Advertising & Marketing

Best practices for long-term innovation success

Successful product launches depend on more than just strong buzz and sales at the starting line. In fact, long-term sales are what separate the winning innovations from those that fall short. However, sustaining growth is no easy feat, especially in a market where consumers are exposed to new experiences every day.

Sales for 55% of new products begin to slide as soon as their second year in the market. By year three, sales for 69% of new products have declined. This decline isn’t trivial, either; data from Nielsen’s recent How to Succeed in Years Two and Three report reveals that, among new products with declining sales, the majority see a sales dip of 30% or more following year one.

While the data seems discouraging, it does reveal clear patterns that separate the swimmers from the sinkers—giving credence to the idea that success is the product of careful planning, not luck. For example, many manufacturers tend to devote fewer resources and less marketing support to new products in year two because they assume that growth will remain stable or grow after year one.
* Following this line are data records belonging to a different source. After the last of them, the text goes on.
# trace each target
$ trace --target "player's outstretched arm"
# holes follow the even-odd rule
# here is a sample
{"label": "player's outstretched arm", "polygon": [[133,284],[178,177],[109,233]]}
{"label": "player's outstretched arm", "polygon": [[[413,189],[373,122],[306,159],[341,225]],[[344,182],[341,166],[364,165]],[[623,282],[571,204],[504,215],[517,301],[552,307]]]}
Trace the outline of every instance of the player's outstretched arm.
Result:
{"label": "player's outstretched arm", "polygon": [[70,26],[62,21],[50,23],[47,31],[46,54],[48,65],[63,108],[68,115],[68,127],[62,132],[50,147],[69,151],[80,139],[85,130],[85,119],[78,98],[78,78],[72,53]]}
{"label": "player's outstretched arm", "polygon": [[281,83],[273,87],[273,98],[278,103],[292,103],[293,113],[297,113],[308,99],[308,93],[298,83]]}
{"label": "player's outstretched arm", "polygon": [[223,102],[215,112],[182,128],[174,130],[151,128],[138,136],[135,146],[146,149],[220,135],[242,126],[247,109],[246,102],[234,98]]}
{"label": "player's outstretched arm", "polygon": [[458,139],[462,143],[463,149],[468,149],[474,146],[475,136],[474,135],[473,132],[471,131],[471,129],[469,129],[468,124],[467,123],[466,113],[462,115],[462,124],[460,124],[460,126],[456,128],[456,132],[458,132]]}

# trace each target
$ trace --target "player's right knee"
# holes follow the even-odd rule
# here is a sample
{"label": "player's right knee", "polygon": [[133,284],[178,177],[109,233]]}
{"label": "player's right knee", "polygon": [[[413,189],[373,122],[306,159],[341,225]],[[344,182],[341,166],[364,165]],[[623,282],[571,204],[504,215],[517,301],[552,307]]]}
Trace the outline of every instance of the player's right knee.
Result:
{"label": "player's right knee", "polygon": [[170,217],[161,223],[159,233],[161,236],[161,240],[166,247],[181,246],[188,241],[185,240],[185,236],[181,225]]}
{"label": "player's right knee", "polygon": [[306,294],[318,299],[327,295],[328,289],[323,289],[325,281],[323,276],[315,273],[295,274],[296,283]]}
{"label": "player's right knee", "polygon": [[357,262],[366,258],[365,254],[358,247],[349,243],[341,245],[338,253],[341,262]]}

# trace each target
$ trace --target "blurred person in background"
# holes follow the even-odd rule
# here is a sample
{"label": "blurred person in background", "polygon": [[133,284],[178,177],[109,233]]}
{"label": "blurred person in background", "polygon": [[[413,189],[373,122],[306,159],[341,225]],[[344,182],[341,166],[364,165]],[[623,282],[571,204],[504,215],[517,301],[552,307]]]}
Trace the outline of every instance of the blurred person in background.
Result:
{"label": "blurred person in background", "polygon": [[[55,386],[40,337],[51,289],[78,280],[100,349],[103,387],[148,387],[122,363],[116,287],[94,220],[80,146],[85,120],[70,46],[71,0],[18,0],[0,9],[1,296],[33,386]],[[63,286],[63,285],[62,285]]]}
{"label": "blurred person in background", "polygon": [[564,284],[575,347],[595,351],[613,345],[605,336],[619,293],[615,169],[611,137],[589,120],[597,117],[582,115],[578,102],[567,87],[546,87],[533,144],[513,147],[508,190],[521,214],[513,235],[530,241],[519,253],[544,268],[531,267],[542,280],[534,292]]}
In reality, the brands that grow are the ones that keep their media spend constant through the second year. According to Nielsen data, growing brands maintain 94% of their media spend in year two. Comparatively, brands that see sales declines tend to slash their second year spend by an average of nearly 80%.

Relatedly, brands must continue to drive awareness among new buyers, as trial (i.e., purchasing a product for the first time) is the primary driver of sales growth in year two. According to Nielsen research, new products must generate at least 80% of their first-year trial in year two to be successful over the longer term.

In some cases where budgets are limited, it may be necessary—and ultimately more profitable—to delay new launches in favor of providing the proper support to existing ones.

While it’s difficult to overstate the importance of multi-year marketing support plans, it’s still unlikely that all the advertising dollars in the world could make a fundamentally poor product successful in the long run. Since consumers “hire” products to perform “jobs” in their lives, manufacturers must ensure that their products fulfill real consumer needs or desires. Based on Nielsen’s Factors for Success data, new product concepts that don’t perform well on need/desire in pre-market research but launch anyway succeed only 41% of the time in the long term. In contrast, concepts that perform well on this measure enjoy a 70% success rate in market*. Companies that conduct concept tests—and improve their concepts according to consumer feedback—are much more likely to make desirable products and generate long-term success with consumers.